Momento complicato per Liguori
Dalla gioia per la promozione con il Padova, per Liguori sono stati pochi i sorrisi in un’annata complessa. Il direttore sportivo Faggiano aveva alzato lo scudo, parando critiche e malumori sul suo arrivo in granata, convinto dell’importanza dell’attaccante nel canovaccio tattico in via di costruzione con Raffaele. Un ritiro vissuto a singhiozzo, con una lunga attesa prima dell’ufficialità dell’affare, qualche stop di troppo ma quella sensazione di avere tra le mani l’elemento in grado di completare il reparto offensivo. Le qualità dell’attaccante si sono viste a sprazzi, con la scelta di rinunciarci a gennaio, cedendolo al Foggia. Anche con i satanelli pronti-via un grave infortunio alla spalla, ora qualche fastidio muscolare da gestire. Con sullo sfondo l’onta di una clamorosa retrocessione in serie D sullo sfondo.

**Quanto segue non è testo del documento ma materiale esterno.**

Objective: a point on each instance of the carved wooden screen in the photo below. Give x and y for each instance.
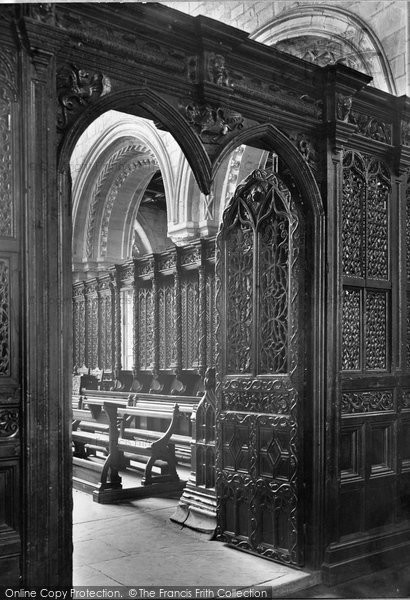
(146, 325)
(260, 364)
(370, 402)
(79, 358)
(190, 319)
(105, 325)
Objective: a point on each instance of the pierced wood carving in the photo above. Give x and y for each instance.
(259, 276)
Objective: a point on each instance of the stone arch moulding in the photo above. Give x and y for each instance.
(130, 101)
(125, 142)
(338, 24)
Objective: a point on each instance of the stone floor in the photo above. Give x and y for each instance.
(136, 544)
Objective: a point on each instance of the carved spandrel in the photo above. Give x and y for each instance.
(76, 89)
(212, 123)
(258, 396)
(217, 71)
(370, 127)
(404, 400)
(307, 148)
(367, 402)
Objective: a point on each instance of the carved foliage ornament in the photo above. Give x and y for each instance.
(306, 148)
(363, 402)
(405, 133)
(367, 125)
(76, 89)
(212, 123)
(9, 423)
(217, 71)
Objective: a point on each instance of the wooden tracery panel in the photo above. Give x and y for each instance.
(373, 410)
(260, 282)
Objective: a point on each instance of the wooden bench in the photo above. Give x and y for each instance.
(141, 420)
(154, 446)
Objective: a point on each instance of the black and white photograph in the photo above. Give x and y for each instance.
(205, 299)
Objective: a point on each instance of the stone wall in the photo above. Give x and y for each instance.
(387, 19)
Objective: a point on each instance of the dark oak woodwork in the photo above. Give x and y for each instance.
(346, 148)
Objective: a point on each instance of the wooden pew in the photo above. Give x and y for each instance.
(144, 418)
(154, 446)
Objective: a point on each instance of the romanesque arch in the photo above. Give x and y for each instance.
(326, 35)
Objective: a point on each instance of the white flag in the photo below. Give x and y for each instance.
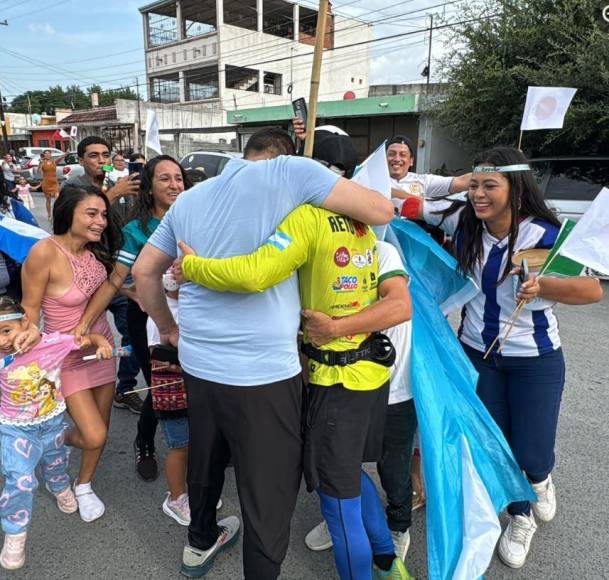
(153, 140)
(374, 174)
(546, 107)
(588, 242)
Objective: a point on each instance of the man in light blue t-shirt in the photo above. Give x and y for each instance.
(239, 352)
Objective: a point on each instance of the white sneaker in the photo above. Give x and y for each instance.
(401, 541)
(196, 563)
(90, 506)
(177, 509)
(545, 506)
(12, 556)
(516, 540)
(319, 539)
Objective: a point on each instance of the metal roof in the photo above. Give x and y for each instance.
(366, 107)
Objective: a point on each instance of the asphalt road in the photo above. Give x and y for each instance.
(135, 540)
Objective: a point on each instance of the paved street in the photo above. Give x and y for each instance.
(135, 540)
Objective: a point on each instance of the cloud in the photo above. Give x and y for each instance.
(42, 29)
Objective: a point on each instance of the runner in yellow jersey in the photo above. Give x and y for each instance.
(337, 267)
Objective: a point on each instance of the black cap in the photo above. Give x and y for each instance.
(402, 140)
(335, 149)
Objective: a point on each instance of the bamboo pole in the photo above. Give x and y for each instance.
(320, 36)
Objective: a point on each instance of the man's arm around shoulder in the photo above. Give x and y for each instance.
(360, 203)
(148, 272)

Loco, quel ‘no’ al Foggia a gennaio
Per Ferrari invece queste sono le settimane della rinascita. Nel 2026 aveva fatto tre partite consecutive da titolare ad inizio gennaio. Poi la sostituzione con l’Atalanta Under 23, qualche parolina di troppo, l’arrivo di Lescano e il ruolo di bomber sottratto. Il Loco ha incassato la decisione e ascoltato le sirene di mercato. Proprio il Foggia sognava la coppia Ferrari-Liguori per salvarsi. L’italo-argentino ha rifiutato, convinto di potersi giocare le sue chance. L’arrivo di Cosmi e qualche punzecchiatura del tecnico umbro hanno tirato fuori la ‘garra’. A Foggia potrebbe arrivare la terza sfida consecutiva da titolare, in questo 3-4-1-2 disegnato da Cosmi per permettere a Lescano di essere meno solo, avere al suo fianco un panzer per aprire le difese avversarie. Con il Trapani il primo gol nel 2026 arrivato con una perla e la convinzione di aver ritrovato il centravanti ideale per il finale di stagione. Destini diversi: Ferrari e Liguori si ritroveranno da avversari.